Enfin, il reste un problème encore plus épineux et fondamental : la rentabilité.
Celle des dark kitchens : Si les frais sont limités dans le modèle dark kitchen, les prix pratiqués sont en moyenne moins élevés, et les marges restent donc très faibles. Aux États-Unis, royaume de la ‘convenience food’, certains restaurateurs ont essayé de renverser la tendance en augmentant les prix pour les repas livrés à domicile. Ce qui constitue un renversement de la logique dominante auparavant – le menu take-away un peu moins cher. La question sera sans doute de savoir ce que le client valorisera le plus à l’avenir : le cadre du restaurant ou le confort de la consommation à domicile.
Celle des applis de livraison : dans ce secteur très concurrentiel, aucune entreprise n’est rentable à l’heure actuelle.
À l’allure où se développe l’offre en ghost kitchens, on peut également se demander si on n’est pas en train de vivre un phénomène de ‘bulle’, qui pourrait exploser avec la concurrence grandissante et une pression intenable sur les prix.
Le scénario que nous espérons : après une phase de croissance avec une multitude d’acteurs différents s’en suivrait une autre de regroupements, de rachats et de fusions. Celles-ci pourraient déboucher sur une rationalisation des coûts et sur des économies d’échelle, grâce à des circuits performants et une logistique bien pensée (cuisines et stocks partagées, etc.). Peut-être que le salut passera par le soutien d’un groupe solide.

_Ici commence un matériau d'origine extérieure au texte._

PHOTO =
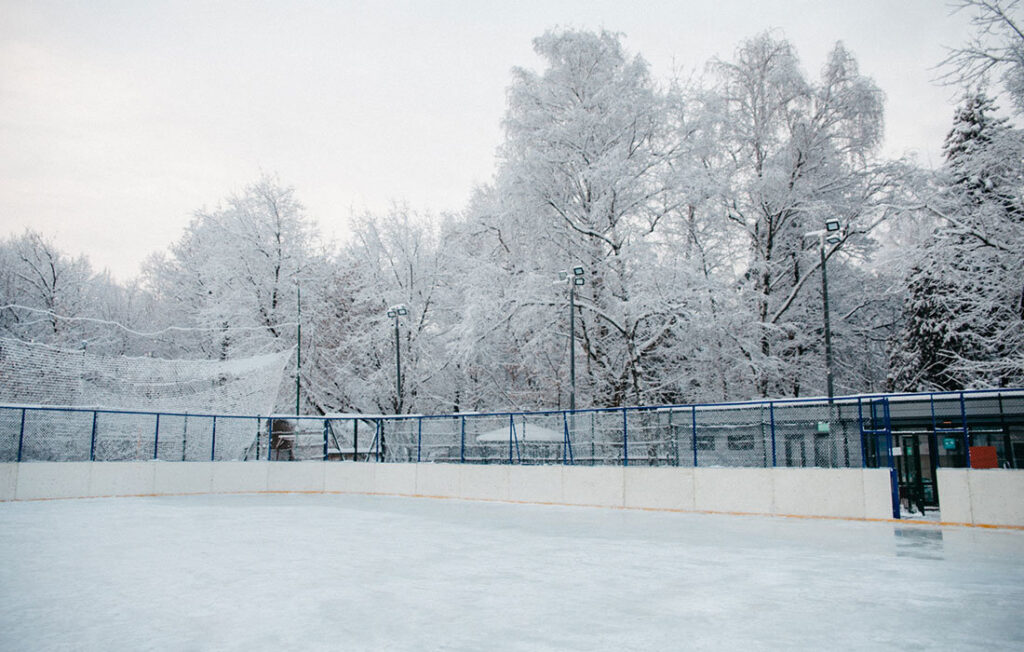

L’avenir nous l’enseignera pour les initiatives de Delhaize et de Colruyt, ou encore le rachat de Foodchéri par Sodexo.
Les restaurants après la COVID-19 ?
Pour la restauration comme pour les autres secteurs que nous avons analysés, nous pensons qu’il n’y aura pas de retour (exact) au ‘monde d’avant’. Même quand le deuxième confinement sera terminé, des restrictions resteront d’application et la situation mettra longtemps à revenir plus ou moins à la normale. Pour autant, nous sommes persuadés que les restaurants physiques vont subsister, car ils offrent une expérience qui va au-delà de la simple consommation de nourriture. Mais nous recommandons à tous les acteurs du secteur de prendre en compte les nouvelles tendances, de s’y adapter, voire même d’avoir une longueur d’avance.
Concrètement, la clé pour des projets viables à long terme résidera notamment dans :
Un investissement continu dans la digitalisation. Nous sommes convaincus que tout commerce doit aujourd’hui devenir plus mobile et plus connecté. Développer un concept online-only (comme Wim’s Deli) peut être une bonne option.
Une stratégie omnichannel : offrir la possibilité de manger sur place, d’emporter son plat ou de se le faire livrer. C’est d’autant plus vrai pour la majorité des restaurateurs actuels, pour qui se concentrer uniquement sur la livraison n’a aucun sens à nos yeux. C’est d’ailleurs une approche qu’ont toujours eu les fast-food, pionniers de l’approche omni-channel (qui influence souvent leur localisation).